[With Frederick the Great by G. A. Henty]@TWC D-Link book
With Frederick the Great

CHAPTER 11: Leuthen
17/25

His army was hunted by Ziethen's cavalry to Koeniggraetz, losing two thousand prisoners and a large amount of baggage; and thirty-seven thousand men only, of the eighty thousand that stood in battle array at Leuthen, reached the sheltering walls of the fortress, and those in so dilapidated and worn out a condition that, by the end of a week after arriving there, no less than twenty-two thousand were in hospital.
Thus, after eight months of constant and weary anxiety, Frederick, by the two heavy blows he had dealt successfully at the Confederates, stood in a far better position than he had occupied at the opening of the first campaign; when, as his enemies fondly believed, Prussia would be captured and divided without the smallest difficulty.
Frederick wintered at Breslau, whither came many visitors from Prussia, and there was a constant round of gaieties and festivity.
Frederick himself desired nothing so much as peace.

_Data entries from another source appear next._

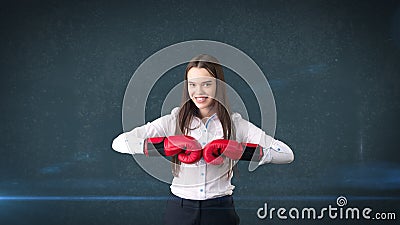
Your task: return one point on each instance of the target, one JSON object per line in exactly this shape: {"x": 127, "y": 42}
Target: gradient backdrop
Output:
{"x": 333, "y": 67}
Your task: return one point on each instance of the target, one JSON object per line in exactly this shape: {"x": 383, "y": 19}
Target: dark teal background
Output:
{"x": 333, "y": 67}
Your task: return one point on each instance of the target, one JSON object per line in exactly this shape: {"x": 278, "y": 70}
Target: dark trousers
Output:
{"x": 218, "y": 211}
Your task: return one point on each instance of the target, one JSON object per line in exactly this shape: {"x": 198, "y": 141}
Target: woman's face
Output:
{"x": 201, "y": 87}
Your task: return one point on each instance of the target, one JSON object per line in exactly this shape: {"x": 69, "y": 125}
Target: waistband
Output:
{"x": 224, "y": 201}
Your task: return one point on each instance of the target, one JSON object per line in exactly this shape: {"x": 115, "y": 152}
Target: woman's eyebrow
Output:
{"x": 207, "y": 81}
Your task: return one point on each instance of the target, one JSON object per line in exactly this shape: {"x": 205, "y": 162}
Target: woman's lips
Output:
{"x": 201, "y": 99}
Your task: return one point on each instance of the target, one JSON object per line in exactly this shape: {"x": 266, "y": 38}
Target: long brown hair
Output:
{"x": 189, "y": 110}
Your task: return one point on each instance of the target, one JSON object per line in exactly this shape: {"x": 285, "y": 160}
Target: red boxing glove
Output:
{"x": 187, "y": 147}
{"x": 212, "y": 151}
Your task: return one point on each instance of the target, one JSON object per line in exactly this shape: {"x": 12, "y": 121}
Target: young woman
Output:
{"x": 204, "y": 140}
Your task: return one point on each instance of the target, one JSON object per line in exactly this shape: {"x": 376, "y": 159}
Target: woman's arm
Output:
{"x": 274, "y": 151}
{"x": 132, "y": 142}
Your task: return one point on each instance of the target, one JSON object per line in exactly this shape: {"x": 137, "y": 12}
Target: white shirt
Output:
{"x": 200, "y": 181}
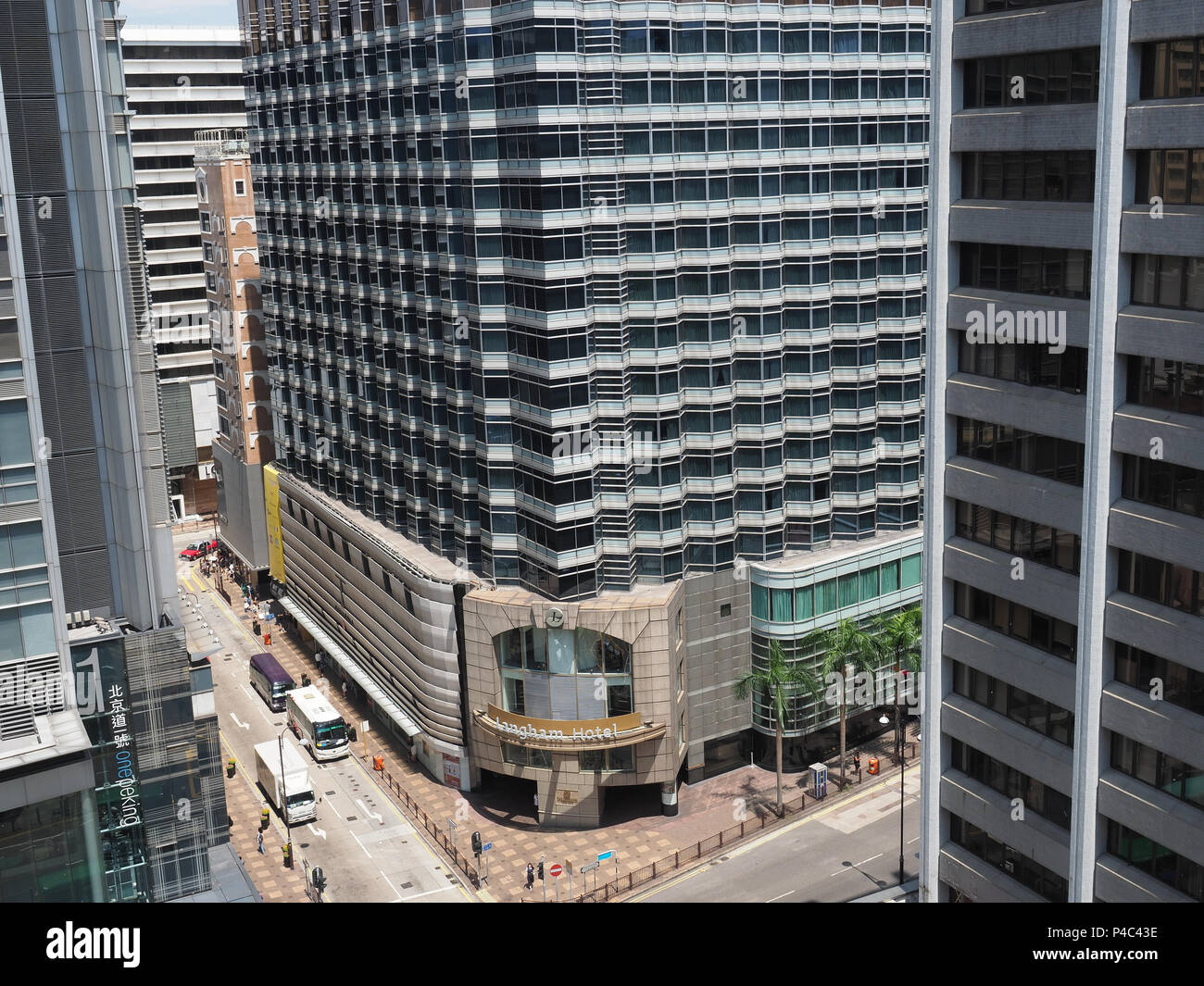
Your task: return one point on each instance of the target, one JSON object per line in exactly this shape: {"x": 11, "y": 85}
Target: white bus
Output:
{"x": 316, "y": 722}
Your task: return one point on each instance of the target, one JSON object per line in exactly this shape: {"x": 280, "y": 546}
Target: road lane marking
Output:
{"x": 425, "y": 893}
{"x": 761, "y": 841}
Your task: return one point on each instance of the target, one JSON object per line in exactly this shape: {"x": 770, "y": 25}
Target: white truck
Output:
{"x": 290, "y": 790}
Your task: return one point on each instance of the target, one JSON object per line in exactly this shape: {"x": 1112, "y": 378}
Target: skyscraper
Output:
{"x": 181, "y": 81}
{"x": 567, "y": 311}
{"x": 1064, "y": 621}
{"x": 109, "y": 786}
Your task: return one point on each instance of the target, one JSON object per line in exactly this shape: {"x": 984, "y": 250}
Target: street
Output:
{"x": 831, "y": 855}
{"x": 368, "y": 849}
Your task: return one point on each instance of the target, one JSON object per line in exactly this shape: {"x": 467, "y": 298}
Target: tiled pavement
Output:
{"x": 275, "y": 882}
{"x": 705, "y": 809}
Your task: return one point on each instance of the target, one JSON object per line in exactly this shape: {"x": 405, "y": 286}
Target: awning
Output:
{"x": 382, "y": 702}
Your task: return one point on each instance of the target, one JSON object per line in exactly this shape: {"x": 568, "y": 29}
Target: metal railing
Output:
{"x": 675, "y": 860}
{"x": 458, "y": 858}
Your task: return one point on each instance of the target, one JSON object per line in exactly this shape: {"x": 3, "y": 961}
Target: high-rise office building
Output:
{"x": 569, "y": 308}
{"x": 245, "y": 441}
{"x": 181, "y": 81}
{"x": 109, "y": 780}
{"x": 1064, "y": 535}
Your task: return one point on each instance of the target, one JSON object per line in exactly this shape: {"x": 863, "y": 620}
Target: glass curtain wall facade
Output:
{"x": 594, "y": 295}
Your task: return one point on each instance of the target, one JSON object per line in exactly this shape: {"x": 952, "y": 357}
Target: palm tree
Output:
{"x": 847, "y": 652}
{"x": 779, "y": 680}
{"x": 896, "y": 637}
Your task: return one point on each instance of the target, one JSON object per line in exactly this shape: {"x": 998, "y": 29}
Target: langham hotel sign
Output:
{"x": 569, "y": 734}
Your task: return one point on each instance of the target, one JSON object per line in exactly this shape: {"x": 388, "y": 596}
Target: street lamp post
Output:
{"x": 885, "y": 721}
{"x": 284, "y": 800}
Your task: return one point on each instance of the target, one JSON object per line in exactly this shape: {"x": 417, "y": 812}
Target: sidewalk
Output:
{"x": 705, "y": 809}
{"x": 266, "y": 869}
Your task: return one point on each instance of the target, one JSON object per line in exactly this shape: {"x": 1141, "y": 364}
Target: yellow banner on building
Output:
{"x": 272, "y": 511}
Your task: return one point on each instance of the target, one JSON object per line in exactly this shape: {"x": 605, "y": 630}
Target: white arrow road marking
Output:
{"x": 365, "y": 810}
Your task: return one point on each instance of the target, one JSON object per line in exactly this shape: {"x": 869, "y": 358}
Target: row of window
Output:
{"x": 1022, "y": 450}
{"x": 1160, "y": 862}
{"x": 1160, "y": 581}
{"x": 1031, "y": 269}
{"x": 1020, "y": 622}
{"x": 1178, "y": 684}
{"x": 1040, "y": 798}
{"x": 1159, "y": 769}
{"x": 1163, "y": 484}
{"x": 1173, "y": 69}
{"x": 785, "y": 605}
{"x": 1036, "y": 79}
{"x": 1174, "y": 176}
{"x": 1019, "y": 705}
{"x": 1035, "y": 176}
{"x": 1031, "y": 365}
{"x": 1167, "y": 384}
{"x": 1044, "y": 882}
{"x": 1168, "y": 281}
{"x": 1019, "y": 537}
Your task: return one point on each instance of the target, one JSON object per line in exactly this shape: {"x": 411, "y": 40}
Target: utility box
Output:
{"x": 819, "y": 780}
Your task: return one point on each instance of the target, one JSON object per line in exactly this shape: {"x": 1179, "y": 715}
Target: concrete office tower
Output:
{"x": 1064, "y": 622}
{"x": 244, "y": 441}
{"x": 181, "y": 81}
{"x": 92, "y": 653}
{"x": 589, "y": 300}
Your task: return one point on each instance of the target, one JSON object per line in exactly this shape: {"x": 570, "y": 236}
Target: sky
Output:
{"x": 193, "y": 13}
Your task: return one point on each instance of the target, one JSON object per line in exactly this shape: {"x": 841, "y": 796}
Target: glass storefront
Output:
{"x": 564, "y": 673}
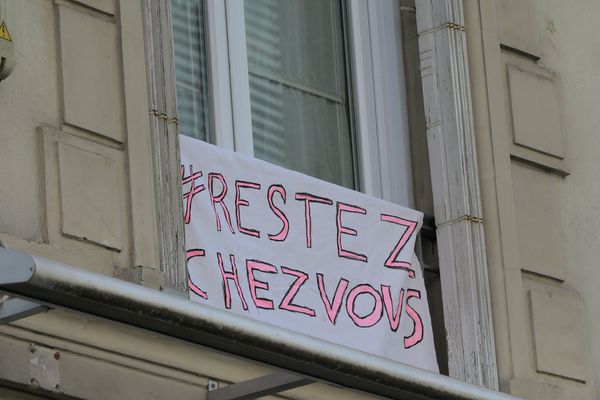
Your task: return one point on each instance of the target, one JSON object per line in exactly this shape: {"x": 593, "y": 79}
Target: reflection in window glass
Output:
{"x": 298, "y": 87}
{"x": 191, "y": 72}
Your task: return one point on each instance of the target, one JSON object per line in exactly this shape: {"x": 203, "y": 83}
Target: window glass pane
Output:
{"x": 298, "y": 88}
{"x": 191, "y": 74}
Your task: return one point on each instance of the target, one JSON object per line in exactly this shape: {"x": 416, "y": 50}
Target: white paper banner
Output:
{"x": 300, "y": 253}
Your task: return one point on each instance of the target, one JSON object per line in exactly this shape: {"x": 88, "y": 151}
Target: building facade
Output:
{"x": 478, "y": 113}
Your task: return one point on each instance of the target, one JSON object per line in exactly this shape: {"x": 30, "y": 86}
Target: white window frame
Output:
{"x": 451, "y": 144}
{"x": 381, "y": 121}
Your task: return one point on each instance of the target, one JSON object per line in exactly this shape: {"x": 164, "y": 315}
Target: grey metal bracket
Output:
{"x": 13, "y": 308}
{"x": 258, "y": 387}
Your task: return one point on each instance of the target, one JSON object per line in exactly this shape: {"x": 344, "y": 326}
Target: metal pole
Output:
{"x": 59, "y": 285}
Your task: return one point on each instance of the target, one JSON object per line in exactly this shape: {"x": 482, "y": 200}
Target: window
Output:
{"x": 379, "y": 121}
{"x": 298, "y": 84}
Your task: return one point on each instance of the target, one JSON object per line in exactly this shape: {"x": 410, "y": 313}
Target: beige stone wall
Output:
{"x": 533, "y": 66}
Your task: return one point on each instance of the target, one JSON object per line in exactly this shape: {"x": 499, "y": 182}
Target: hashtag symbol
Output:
{"x": 194, "y": 190}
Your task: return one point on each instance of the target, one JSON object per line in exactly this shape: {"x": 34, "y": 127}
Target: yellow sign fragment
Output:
{"x": 4, "y": 32}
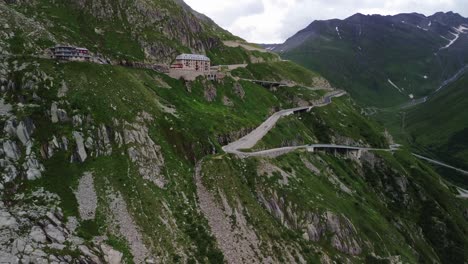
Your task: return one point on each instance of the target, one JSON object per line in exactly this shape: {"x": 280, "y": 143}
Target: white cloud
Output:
{"x": 272, "y": 21}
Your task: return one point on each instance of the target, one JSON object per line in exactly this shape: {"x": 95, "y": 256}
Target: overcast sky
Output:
{"x": 273, "y": 21}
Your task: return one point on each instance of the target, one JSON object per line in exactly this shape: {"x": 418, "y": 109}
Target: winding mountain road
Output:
{"x": 240, "y": 146}
{"x": 256, "y": 135}
{"x": 436, "y": 162}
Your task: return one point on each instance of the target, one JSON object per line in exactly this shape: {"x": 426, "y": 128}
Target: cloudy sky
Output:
{"x": 273, "y": 21}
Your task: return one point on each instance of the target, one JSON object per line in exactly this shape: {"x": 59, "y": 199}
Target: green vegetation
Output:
{"x": 440, "y": 127}
{"x": 277, "y": 71}
{"x": 387, "y": 50}
{"x": 338, "y": 122}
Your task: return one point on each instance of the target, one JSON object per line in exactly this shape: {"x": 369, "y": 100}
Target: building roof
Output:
{"x": 193, "y": 57}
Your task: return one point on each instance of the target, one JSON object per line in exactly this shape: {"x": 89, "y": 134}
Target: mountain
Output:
{"x": 112, "y": 163}
{"x": 141, "y": 30}
{"x": 440, "y": 125}
{"x": 382, "y": 61}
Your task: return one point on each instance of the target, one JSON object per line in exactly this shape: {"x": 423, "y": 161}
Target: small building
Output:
{"x": 190, "y": 66}
{"x": 70, "y": 53}
{"x": 193, "y": 62}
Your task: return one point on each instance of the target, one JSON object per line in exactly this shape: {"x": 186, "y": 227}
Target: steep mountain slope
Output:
{"x": 111, "y": 164}
{"x": 440, "y": 126}
{"x": 383, "y": 60}
{"x": 154, "y": 31}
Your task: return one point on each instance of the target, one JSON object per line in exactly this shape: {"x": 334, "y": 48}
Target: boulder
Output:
{"x": 33, "y": 168}
{"x": 22, "y": 133}
{"x": 53, "y": 113}
{"x": 111, "y": 255}
{"x": 7, "y": 220}
{"x": 37, "y": 235}
{"x": 80, "y": 148}
{"x": 54, "y": 234}
{"x": 11, "y": 150}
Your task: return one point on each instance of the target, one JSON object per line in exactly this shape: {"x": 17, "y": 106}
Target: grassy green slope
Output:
{"x": 440, "y": 126}
{"x": 384, "y": 214}
{"x": 108, "y": 93}
{"x": 277, "y": 71}
{"x": 339, "y": 122}
{"x": 369, "y": 52}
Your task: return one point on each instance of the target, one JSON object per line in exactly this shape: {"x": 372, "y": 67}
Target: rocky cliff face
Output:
{"x": 155, "y": 31}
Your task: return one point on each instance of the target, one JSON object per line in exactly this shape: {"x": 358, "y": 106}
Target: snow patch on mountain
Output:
{"x": 462, "y": 29}
{"x": 338, "y": 32}
{"x": 394, "y": 85}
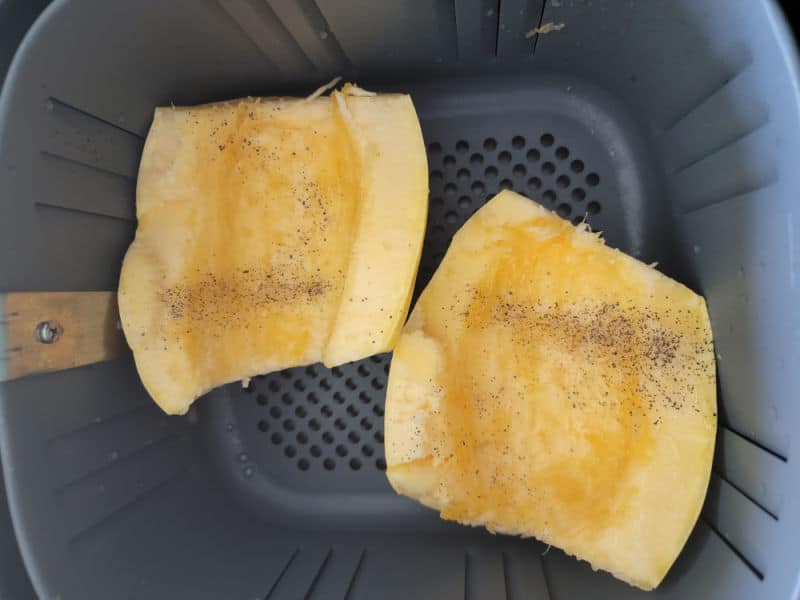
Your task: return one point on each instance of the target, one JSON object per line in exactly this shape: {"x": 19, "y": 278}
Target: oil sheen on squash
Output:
{"x": 549, "y": 386}
{"x": 251, "y": 237}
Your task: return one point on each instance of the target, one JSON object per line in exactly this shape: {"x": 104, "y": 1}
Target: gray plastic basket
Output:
{"x": 673, "y": 125}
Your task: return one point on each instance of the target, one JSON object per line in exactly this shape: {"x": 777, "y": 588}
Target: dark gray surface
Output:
{"x": 692, "y": 129}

Once or twice there had been some faint hope that this might be brought about by his favourite sister, Wilhelmina, who had been ceaseless in her efforts to effect it; but the two empresses and the Pompadour were alike bent on avenging themselves on the king, and the reverses that they had suffered but increased their determination to overwhelm him.
Great as Frederick's success had been, it did not blind him to the fact that his position was almost hopeless.

When the war began, he had an army of a hundred and fifty thousand of the finest soldiers in the world.

The two campaigns had made frightful gaps in their ranks.

At Prague he had fought with eighty thousand men, at Leuthen he had but thirty thousand.